Son zamanlarda, Türk medyasının karşı karşıya kaldığı bütün sorunları Tayyip Erdoğan’a fatura etmek gibi bir moda var.
Söylenen şu: “Eğer Erdoğan, medyaya sürekli müdahale etmese medya çok daha iyi bir durumda olur”du.
İdeolojik körlük diye buna denir.
Üniversitede Türkiye Medya Tarihi dersi veren biri olarak şunu rahatlıkla söyleyebilirim: Medyanın bugün yaşadığı sorunlar, yapısal sorunlardır ve zamanla farklı muhtevalar kazansa da on dokuzuncu yüzyıldan bu yana benzer bir mahiyet göstermiştir.
Medyanın iktidara bağımlılığı yeni bir mesele değildir.
On dokuzuncu yüzyıldan beri Türk medyası, finansal ve ideolojik olarak iktidara bağımlı olmuştur.
Bu, Türkiye’ye has bir durum da değildir.
İKTİDARI KİM TEMSİL EDER?
Buradaki mesele, medyanın iktidar tasavvurudur.
Bir başka deyişle, medyanın iktidarın kaynağını nerede gördüğüdür.
Türkiye’de medya, çok partili hayata geçtiğimiz dönemden bu yana, seçilmişleri hiçbir zaman iktidarın gerçek sahibi olarak görmemiştir.
Onları, ha bugün ha yarın geldikleri yere dönecek yolcular olarak görmüş,
kendilerini hancı olarak telakki etmişlerdir.
Medya, Yargı ve Silahlı Bürokrasi ile birlikte kendisini iktidarın kaynağına yerleştirmiştir.
Türkiye’de medyanın tarihsel süreç içerisinde oluşan geçici iktidar – kalıcı iktidar ayrımını anlamadan günümüzde medyanın içerisine düştüğü açmazı anlamak mümkün değildir.

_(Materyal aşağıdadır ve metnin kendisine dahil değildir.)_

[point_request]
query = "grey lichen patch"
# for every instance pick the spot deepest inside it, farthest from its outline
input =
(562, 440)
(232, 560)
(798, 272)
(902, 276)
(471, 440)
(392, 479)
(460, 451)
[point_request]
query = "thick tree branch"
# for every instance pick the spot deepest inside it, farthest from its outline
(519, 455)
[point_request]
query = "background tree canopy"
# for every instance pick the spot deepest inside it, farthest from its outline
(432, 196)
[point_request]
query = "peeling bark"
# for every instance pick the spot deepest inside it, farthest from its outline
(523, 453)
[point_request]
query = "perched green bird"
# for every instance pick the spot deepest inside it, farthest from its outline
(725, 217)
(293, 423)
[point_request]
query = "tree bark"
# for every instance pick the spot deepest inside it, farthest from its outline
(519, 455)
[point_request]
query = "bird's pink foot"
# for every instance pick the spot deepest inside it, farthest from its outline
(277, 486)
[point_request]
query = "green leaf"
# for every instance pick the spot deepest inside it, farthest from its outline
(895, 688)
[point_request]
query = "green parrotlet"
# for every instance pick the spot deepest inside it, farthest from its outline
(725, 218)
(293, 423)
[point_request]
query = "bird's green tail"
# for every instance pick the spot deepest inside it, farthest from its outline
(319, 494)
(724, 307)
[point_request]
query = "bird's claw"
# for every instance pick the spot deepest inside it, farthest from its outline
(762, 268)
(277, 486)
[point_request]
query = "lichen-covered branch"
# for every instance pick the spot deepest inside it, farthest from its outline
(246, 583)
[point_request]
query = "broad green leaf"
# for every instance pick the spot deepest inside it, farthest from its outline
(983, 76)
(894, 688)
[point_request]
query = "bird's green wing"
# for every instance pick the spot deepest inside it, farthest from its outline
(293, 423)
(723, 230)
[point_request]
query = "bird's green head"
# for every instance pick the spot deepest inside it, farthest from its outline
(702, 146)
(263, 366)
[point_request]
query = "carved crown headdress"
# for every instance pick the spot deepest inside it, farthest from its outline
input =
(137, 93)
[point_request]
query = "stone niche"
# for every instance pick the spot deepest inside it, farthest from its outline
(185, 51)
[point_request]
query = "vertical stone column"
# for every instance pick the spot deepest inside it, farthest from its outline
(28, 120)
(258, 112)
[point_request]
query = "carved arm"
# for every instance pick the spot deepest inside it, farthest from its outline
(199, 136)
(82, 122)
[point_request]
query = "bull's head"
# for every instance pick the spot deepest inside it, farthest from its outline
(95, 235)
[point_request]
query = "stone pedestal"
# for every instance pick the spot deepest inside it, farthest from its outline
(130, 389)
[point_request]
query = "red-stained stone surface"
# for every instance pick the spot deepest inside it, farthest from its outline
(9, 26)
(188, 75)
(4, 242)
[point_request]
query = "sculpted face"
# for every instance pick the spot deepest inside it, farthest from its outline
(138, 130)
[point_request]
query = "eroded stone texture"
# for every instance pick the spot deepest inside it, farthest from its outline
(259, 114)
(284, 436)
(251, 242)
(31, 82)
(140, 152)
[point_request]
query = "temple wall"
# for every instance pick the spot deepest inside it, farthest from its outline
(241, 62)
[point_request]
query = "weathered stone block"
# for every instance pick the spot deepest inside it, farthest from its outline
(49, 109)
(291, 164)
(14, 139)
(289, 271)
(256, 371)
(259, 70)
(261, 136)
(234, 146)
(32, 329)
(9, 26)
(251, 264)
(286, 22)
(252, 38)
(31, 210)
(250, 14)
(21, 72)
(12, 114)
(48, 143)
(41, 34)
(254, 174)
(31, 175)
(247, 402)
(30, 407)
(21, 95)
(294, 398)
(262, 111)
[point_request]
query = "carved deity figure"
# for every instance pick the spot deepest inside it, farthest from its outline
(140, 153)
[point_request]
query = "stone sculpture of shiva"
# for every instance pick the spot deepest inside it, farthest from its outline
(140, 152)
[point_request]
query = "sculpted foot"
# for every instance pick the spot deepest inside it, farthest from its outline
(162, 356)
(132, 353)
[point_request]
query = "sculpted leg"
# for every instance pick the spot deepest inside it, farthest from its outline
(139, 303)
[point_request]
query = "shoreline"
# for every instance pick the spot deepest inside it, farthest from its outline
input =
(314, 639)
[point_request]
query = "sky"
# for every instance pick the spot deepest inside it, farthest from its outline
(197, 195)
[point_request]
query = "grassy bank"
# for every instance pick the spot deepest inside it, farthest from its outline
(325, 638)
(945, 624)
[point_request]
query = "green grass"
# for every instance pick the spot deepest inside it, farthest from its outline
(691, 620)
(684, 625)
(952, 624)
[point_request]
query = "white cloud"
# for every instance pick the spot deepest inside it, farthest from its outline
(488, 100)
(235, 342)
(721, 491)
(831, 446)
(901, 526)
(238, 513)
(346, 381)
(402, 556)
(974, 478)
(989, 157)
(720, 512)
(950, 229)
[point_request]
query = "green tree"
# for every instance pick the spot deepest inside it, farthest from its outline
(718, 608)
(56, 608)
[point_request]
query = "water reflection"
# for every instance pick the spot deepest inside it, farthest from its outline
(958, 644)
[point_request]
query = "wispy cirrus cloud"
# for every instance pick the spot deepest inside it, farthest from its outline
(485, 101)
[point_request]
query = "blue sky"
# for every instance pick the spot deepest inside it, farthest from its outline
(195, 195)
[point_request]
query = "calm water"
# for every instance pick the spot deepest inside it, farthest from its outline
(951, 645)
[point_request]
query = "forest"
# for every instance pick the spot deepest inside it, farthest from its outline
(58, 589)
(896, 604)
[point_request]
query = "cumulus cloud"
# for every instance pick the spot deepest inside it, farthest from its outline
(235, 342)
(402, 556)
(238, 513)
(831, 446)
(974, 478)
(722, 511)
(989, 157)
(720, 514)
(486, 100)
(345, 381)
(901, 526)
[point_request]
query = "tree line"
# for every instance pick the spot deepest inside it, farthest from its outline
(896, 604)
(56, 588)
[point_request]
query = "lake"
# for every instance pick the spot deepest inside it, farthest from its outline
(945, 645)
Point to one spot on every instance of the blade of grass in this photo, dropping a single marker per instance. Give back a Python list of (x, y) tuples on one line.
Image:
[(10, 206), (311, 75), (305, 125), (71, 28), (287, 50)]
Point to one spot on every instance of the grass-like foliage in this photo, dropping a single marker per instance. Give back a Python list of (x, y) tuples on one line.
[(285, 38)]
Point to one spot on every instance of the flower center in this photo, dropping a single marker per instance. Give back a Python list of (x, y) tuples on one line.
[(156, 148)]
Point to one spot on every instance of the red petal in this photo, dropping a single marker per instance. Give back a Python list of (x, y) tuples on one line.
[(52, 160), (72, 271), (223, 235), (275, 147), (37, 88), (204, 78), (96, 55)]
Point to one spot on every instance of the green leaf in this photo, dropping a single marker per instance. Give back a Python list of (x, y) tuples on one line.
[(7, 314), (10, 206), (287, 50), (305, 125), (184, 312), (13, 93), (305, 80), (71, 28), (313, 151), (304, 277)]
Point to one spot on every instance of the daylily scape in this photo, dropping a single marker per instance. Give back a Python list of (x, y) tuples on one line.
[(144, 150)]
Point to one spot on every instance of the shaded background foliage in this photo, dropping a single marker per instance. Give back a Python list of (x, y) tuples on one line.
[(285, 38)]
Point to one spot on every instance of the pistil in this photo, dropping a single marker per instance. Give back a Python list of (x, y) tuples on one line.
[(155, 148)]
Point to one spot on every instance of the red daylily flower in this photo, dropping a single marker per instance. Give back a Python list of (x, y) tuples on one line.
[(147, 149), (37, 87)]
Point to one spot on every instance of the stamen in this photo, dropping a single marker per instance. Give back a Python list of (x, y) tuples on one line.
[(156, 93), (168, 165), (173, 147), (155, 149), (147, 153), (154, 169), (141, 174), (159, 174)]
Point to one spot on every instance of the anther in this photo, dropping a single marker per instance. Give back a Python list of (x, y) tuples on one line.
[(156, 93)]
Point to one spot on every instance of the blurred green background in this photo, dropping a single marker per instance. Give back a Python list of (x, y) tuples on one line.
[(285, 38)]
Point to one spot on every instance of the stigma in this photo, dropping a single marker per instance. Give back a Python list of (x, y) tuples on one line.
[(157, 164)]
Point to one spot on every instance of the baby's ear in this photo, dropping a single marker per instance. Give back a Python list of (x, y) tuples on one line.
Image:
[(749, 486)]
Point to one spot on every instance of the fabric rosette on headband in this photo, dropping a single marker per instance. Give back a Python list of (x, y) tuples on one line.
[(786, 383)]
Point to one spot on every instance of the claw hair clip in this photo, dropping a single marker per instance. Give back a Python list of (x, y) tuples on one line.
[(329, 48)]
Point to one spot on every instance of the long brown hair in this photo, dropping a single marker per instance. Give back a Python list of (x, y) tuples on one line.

“Hükümetler gelir geçer. Başbakanlar, siyasi parti liderleri bugün vardır, yarın yoktur. Ama kalıcı iktidar sahipleri buradadır. O yüzden onların pozisyonlarını savunmak her şeyden önemlidir. Mesleki birikimden de, mesleki başarıdan da, meslek etiğinden de. Kalıcı iktidarın çıkarlarını savunmak her şeyden önemlidir.”
MEDYADA YARILMA
2000’li yıllara kadar bu çizginin ana akım medya dediğimiz yapı içerisinde çok net bir biçimde, temsil edildiğini görüyoruz.
2000’lerden sonra, Alper Görmüş’ün son derece yerinde bir tespitle vurguladığı gibi medyada bir “hayırlı yarılma” yaşanmıştır.
Bugün kutuplaşma tartışmasında olduğu gibi, dünün egemenleri bölünmeyi, ayrışmayı, yarılmayı, özünde kötü bir durum olarak göstermeye çalışıyorlar. Zira, daha önce görünmeyenlerin görünmeye ve kendi haklarını istemeye başlaması onları rahatsız ediyor.
Tek bir sınıf ve yaklaşım egemen olduğunda, ortada ne bölünme ne de kutuplaşma olacak zira.
Bugün, kurumsal ve mesleki düzeyde ana akım medyayı temsil eden çok farklı kurum, aktör ve fikir var. Bu, medyanın zenginleşmesine delalet eden bir durumdur.
Buna karşın, bu yaşanan olumlu gidişatı görmeyip, tarih-dışı bir tavırla atıp tutmak, meseleyi “Tayyip Erdoğan da medyadan elini çeksin artık” diye söylenmek, hedef şaşırtmaktan başka bir şey değildir.
Demokratik bir ülkede, iktidarda ya da muhalefette yer alan bir siyaset adamının, ideolojik bir muhalefet sergileyen herhangi bir baskı grubuna karşı konuşması, onun kendisine yönelik sistematik ötekileştirme kampanyalarına karşı mücadele etmesi gayet doğaldır.
1990’lardan bugüne Erdoğan’ın Türkiye medyasındaki temsillerine dönün bakın.
Buradaki nefret suçlarını bakalım görebilecek misiniz?